No restaurante, a moça da entrada pergunta: "mesa pra dois?". “Não, estou sozinha”. A simpática recepcionista insiste: “mas você vai esperar alguém?”. Quando me dei conta de que há meses estou "solteira & sozinha", passei algum tempo de ócio pensando no conceito de solidão. De tantas incursões que fiz desacompanhada nessa temporada solo, ficou óbvio e ululante que o mundo tem aversão a solidão.


Parece inconcebível eu querer, por vontade própria, sentar à mesa comigo mesma. Mais do que isso: é uma cena triste pra quem observa, parece que as pessoas pensam que levei um bolo, ou que não tenho amigos.


Ir ao cinema sozinho é quase crime inafiançável. Viajar sozinha então, nem se fala. Especialmente para mulheres, fazer qualquer coisa sozinha – até mesmo ir ao banheiro - é algo ainda estranho, que contraria a natureza humana.

Por que isso acontece? Por que estar só é uma coisa mal vista, que soa como algo que não pode ser escolhido?
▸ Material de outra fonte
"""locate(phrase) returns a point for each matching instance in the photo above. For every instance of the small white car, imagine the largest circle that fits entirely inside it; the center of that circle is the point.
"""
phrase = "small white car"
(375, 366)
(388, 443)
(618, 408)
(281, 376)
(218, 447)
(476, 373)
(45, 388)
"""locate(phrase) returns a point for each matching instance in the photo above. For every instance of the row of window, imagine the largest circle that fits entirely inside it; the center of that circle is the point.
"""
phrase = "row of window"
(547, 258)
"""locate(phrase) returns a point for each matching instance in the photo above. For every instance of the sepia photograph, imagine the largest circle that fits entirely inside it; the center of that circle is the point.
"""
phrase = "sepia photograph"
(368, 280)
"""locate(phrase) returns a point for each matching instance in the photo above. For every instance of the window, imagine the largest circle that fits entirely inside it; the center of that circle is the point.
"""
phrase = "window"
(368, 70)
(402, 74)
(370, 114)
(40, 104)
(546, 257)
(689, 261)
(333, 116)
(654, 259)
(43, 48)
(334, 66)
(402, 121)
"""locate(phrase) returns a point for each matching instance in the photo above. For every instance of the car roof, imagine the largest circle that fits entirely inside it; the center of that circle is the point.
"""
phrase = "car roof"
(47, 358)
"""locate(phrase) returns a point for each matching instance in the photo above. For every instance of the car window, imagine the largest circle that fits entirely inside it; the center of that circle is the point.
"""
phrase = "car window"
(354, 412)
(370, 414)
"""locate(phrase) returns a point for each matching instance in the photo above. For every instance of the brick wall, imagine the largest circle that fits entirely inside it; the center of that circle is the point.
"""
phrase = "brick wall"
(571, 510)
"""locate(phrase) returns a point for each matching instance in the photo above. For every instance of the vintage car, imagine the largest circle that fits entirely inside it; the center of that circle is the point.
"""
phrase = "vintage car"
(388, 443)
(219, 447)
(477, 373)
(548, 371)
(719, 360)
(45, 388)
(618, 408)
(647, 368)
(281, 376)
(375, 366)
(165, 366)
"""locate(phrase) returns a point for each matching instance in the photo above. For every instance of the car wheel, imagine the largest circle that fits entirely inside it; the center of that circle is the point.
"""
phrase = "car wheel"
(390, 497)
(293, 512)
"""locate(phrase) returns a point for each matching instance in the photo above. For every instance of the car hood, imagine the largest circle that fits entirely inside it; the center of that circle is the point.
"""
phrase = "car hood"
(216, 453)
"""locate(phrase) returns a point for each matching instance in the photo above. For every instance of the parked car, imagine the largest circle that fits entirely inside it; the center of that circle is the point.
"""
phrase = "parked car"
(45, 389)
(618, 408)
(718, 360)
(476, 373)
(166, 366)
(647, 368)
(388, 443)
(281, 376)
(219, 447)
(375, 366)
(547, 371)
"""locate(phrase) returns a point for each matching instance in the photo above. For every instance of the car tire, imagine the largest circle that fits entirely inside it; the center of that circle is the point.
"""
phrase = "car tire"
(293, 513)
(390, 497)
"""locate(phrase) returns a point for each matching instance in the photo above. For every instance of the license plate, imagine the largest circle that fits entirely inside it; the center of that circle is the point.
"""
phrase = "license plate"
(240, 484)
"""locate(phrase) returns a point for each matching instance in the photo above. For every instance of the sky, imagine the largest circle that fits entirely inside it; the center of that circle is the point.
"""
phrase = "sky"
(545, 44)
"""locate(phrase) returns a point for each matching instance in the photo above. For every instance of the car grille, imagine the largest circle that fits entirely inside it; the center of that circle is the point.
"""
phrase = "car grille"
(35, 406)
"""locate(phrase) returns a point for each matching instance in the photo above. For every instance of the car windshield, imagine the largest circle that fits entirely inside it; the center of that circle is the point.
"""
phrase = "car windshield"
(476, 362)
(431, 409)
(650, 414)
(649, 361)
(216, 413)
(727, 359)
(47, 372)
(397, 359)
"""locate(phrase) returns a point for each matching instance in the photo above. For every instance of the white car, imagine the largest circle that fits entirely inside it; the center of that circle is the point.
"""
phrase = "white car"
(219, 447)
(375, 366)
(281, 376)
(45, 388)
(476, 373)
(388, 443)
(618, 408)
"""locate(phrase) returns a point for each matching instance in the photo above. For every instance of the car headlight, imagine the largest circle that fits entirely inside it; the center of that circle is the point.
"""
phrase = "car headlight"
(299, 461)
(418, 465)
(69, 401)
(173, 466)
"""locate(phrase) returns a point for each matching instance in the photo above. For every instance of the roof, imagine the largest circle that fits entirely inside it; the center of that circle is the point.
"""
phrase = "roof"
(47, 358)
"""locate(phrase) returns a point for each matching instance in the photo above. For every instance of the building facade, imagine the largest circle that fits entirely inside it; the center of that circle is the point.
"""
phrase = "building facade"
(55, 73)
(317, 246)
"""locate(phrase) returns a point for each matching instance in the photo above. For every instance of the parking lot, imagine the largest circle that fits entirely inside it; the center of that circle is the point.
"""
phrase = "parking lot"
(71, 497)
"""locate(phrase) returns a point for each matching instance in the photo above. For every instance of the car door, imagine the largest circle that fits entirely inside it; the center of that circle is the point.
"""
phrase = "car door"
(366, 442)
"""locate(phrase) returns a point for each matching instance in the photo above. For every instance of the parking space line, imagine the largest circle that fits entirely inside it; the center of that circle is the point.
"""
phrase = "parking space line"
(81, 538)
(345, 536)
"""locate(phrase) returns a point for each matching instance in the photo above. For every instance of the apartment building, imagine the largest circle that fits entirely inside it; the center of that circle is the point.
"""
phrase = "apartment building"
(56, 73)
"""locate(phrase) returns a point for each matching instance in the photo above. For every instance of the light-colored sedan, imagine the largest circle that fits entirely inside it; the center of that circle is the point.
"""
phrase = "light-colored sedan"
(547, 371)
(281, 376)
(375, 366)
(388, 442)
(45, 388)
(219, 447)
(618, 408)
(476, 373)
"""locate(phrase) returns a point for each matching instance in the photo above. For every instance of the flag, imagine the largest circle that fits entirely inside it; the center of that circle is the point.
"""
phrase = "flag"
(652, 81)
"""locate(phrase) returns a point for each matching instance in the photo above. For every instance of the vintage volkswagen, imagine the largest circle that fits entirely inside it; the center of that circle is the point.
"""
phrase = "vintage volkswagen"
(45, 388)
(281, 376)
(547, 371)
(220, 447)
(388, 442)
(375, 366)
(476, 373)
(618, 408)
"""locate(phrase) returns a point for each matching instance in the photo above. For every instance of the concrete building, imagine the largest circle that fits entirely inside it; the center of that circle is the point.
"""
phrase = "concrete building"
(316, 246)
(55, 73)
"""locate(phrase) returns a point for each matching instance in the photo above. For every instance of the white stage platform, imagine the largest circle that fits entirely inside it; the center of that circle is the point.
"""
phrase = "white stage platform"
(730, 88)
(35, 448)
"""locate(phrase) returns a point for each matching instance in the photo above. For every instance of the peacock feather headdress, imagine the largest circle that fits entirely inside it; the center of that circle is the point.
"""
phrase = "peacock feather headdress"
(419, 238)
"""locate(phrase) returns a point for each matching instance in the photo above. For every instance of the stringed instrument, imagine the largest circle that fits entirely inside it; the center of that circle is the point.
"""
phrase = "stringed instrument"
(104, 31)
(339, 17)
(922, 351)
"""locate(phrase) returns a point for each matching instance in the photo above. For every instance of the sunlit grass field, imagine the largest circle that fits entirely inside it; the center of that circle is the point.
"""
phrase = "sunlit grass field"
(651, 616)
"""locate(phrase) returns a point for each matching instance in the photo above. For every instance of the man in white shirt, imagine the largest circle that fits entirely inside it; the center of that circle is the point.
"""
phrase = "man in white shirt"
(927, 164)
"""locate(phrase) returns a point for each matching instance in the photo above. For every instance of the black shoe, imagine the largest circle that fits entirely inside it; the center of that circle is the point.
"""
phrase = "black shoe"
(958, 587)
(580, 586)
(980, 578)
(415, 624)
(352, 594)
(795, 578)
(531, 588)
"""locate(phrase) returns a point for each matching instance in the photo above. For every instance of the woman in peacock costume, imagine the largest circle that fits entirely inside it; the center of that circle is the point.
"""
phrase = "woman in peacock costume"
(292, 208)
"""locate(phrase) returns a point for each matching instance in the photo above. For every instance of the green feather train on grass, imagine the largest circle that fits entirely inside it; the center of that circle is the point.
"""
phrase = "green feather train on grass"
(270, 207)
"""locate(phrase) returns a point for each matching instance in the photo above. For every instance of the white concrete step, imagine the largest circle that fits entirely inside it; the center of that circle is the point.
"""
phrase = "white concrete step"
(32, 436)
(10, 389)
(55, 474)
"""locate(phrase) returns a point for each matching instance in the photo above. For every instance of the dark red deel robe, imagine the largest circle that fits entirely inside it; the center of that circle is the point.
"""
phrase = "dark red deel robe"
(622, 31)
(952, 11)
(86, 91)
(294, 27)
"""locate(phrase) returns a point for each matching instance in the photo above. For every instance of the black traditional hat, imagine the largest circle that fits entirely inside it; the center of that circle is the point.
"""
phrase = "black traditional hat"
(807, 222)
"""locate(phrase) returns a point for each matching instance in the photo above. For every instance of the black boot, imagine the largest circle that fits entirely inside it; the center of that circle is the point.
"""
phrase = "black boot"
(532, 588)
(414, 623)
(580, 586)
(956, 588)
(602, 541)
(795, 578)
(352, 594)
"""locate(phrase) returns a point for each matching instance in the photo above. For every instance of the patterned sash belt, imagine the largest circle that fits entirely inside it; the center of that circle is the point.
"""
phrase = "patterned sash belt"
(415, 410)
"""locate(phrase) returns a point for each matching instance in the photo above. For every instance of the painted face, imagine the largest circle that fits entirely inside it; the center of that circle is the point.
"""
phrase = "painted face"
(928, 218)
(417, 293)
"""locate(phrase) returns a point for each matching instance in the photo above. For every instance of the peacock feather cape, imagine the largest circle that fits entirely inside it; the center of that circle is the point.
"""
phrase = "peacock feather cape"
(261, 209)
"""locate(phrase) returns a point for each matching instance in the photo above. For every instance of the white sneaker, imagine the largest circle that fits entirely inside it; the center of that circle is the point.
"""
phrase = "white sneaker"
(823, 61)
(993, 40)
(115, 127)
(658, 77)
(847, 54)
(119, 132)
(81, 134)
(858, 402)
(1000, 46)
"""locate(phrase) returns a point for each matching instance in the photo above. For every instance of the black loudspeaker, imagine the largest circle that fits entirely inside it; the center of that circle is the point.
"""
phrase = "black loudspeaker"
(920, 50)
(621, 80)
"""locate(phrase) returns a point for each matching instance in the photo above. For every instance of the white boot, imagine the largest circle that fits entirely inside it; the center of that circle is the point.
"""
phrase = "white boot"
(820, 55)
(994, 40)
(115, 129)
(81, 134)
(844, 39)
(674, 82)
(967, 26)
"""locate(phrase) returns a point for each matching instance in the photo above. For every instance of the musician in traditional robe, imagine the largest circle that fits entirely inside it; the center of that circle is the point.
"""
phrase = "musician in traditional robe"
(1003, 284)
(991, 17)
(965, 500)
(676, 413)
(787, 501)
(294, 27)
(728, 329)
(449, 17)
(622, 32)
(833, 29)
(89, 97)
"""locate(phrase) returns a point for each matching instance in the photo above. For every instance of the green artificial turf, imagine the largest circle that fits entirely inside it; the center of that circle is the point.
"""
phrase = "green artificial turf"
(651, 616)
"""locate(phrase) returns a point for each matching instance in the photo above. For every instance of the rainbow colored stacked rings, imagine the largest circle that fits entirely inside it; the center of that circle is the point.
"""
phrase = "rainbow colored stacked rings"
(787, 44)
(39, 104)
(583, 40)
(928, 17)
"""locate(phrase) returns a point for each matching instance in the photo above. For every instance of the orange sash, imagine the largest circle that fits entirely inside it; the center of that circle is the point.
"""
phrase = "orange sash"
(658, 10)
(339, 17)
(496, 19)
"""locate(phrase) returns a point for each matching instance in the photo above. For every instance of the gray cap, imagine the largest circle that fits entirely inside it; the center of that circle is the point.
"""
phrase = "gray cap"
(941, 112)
Estar só é uma escolha e isolamento é um exercício bom e saudável de autoconhecimento. Solidão, por outro lado, é um fantasma mais assustador, ou, pelo menos,
deveria ser. Todo mundo foge de estar só, mas, a maioria não percebe a solidão que existe no meio da multidão. E essa é a única solidão ruim que eu experimentei: a de se sentir estrangeiro no seu próprio mundo, sentir-se só, ainda que acompanhada. Em A Alma Imoral, Nilton Bonder conseguiu colocar em palavras a única solidão da qual eu realmente tenho medo:
“Aqueles que se permitem as transgressões da alma com certeza são vistos e recebidos pelos outros como estrangeiros. Os que mudam de emprego radicalmente, os que refazem relações amorosas, os que abandonam vícios, os que perdem medos, os que se libertam e os que rompem experimentam a solidão que só pode ser quebrada por outro que conheça essas experiências. A natureza da experiência pode ser totalmente distinta, mas eles se tornarão parceiros enquanto 'forasteiros'“.
Fazendo as pazes com a solidão

Na ânsia de preencher a existência e o vazio, pessoas se casam, tem filhos, um emprego, amigos, um papel social, um espaço em que se possa dizer “eu existo e faço parte”. Mas a despeito de todo esse esforço, a solidão ainda está à espreita, porque ela não está em estar só.


A única maneira que eu conheço de aplacar essa solidão é encontrar seus pares “estrangeiros”: amigos de verdade, daqueles em que você se comunica pelo olhar; amores sinceros, que não sejam funcionais, mas cujo único propósito seja gostar e ser gostado; filhos desejados: não para preencher a existência ou dar continuidade ou um sentido à vida, mas pela vontade de compartilhar uma vida que já é cheia de sentido, de recomeço, de se doar e reconstruir o mundo.

Mesmo sozinha no cinema, é alegre saber que eu tenho algumas poucas pessoas na vida que, ainda que totalmente diferentes de mim, são capazes de me fazer sentir em casa: eu não preciso me explicar, nem me defender, porque tanto um quanto o o
utro nos sabemos forasteiros... e mesmo em completo silêncio, mesmo longe, a solidão não existe e, em lugar do desespero de estar só encontramos a saudade, a vontade de estar junto, a felicidade de saber que existe outro que de fato entende o que eu sou me faz sentir parte do mundo.

E quem se sente parte do mundo - mesmo um mundo de 10 pessoas - jamais se sente sozinho.